Which we know to be intuitively correct. Furthermore, we know that MSE is at its maximum when we lack any predictors and $X$ is simply a column of ones; this is how we would fit an intercept-only model. In such a case, $XX^T$ is an n-by-n matrix of ones. As p gets larger, the off-diagonal elements of $XX^T$ shrink, eventually reaching zero when p=n.

This is not a rigorous proof and it does not, in fact, demonstrate that MSE is monotonically decreasing with p, but I think it provides a good intuitive foundation for understanding the behavior of least squares fitting.

Edit: If you want to extend this analysis to estimating MSE out of sample, then you would consider the following:

$\hat{MSE}=\hat{bias}^2+\hat{var}$

$\hat{bias}^2$ is monotonically decreasing with p, and $\hat{var}$ is monotonically increasing with p.

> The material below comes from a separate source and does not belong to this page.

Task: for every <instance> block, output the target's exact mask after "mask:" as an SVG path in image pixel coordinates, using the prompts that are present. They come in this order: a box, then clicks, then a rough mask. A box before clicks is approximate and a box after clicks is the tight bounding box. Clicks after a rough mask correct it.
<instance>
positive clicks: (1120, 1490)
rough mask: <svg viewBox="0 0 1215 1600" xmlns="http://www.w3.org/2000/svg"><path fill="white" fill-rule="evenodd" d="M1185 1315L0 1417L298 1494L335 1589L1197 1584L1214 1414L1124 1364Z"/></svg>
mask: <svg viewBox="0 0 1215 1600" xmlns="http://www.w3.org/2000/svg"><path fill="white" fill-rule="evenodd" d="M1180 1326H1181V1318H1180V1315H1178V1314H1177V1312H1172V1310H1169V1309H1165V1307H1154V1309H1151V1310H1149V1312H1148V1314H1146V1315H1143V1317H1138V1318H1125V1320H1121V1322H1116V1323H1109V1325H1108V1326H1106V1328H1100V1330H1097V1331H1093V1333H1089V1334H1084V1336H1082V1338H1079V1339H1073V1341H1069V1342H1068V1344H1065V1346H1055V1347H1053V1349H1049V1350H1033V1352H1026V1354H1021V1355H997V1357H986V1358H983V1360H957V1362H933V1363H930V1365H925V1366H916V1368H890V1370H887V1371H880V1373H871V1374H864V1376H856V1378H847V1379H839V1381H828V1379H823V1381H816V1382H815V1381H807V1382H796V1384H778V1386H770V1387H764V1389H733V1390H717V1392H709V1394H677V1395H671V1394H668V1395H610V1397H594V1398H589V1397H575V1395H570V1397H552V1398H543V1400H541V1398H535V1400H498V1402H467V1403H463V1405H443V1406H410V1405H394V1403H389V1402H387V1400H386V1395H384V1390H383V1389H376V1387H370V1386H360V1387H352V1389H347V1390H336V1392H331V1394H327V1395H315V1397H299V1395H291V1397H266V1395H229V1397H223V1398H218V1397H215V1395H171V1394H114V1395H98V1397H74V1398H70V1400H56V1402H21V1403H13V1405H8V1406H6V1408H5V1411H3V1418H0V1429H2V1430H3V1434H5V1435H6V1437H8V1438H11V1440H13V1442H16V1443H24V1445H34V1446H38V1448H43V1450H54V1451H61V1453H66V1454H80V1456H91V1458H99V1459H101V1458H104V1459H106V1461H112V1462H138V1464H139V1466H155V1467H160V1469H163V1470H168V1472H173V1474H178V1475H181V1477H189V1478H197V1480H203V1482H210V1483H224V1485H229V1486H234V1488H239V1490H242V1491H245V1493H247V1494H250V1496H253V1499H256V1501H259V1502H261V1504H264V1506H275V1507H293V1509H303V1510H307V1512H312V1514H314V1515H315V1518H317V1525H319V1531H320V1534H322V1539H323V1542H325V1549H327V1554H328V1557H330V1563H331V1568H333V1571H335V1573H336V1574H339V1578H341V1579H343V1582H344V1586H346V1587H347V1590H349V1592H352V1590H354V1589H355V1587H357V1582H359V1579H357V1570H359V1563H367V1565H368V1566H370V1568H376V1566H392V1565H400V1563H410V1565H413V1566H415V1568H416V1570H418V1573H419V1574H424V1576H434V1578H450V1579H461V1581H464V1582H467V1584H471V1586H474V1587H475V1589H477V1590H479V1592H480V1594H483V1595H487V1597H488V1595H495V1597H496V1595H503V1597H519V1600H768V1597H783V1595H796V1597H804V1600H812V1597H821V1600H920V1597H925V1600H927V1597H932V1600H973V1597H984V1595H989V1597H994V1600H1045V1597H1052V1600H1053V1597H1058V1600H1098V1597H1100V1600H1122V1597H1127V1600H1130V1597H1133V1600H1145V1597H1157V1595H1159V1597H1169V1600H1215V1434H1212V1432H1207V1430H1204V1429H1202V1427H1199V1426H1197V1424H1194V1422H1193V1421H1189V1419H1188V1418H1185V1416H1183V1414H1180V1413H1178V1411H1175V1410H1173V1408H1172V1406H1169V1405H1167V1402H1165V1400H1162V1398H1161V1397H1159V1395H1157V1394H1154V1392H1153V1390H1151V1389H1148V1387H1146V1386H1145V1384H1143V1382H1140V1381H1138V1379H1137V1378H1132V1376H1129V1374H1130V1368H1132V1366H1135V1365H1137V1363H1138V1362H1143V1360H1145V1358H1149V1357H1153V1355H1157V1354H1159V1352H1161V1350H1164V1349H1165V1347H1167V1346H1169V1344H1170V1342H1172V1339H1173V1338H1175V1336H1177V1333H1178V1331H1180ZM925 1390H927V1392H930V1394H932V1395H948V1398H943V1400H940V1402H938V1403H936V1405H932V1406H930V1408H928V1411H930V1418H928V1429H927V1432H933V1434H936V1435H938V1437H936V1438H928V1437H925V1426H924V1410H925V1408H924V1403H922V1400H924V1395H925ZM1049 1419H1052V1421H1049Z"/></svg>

There are some relationships between p, n, and $\hat{MSE}$, for that I recommend Wessel van Wieringen’s lecture notes on ridge regression as well as Elements of Statistical Learning, as mentioned in another answer to your original question. Hopefully that answers (2).

Edit: I thought about this some more and is are two additional points I’d like to make. The first is the specific conditions under which an additional predictor will reduce in-sample MSE. Those conditions are:

1) The additional predictor does not lie entirely within the column space of $X$; that is, it cannot be obtained via any linear combination of the existing predictors, and

2) The component of the new predictor lying outside the column space of $X$ is not orthogonal to $Y$.

The second point is that we can do a simple thought experiment showing that the addition of new predictors does, in general, tend to decrease in-sample MSE. Imagine we have solved our linear regression and obtained $β$, that is, a p-by-1 vector of model coefficients. Now imagine that we add an additional predictor. Unless BOTH of the two aforementioned conditions are satisfied, the (p+1) value of $β$ will be zero, and the model is exactly the same as it was prior to the addition of the new predictor (same MSE). In general, though, both of those conditions will be satisfied, and therefore the (p+1) value of $β$ will be something other than zero. Since both the zero-appended $β$ and nonzero-appended $β$ lie within the solution space of the least squares regression with p+1 predictors, we conclude that the p+1 model must have lower MSE than the p model if the new coefficient is anything other than zero.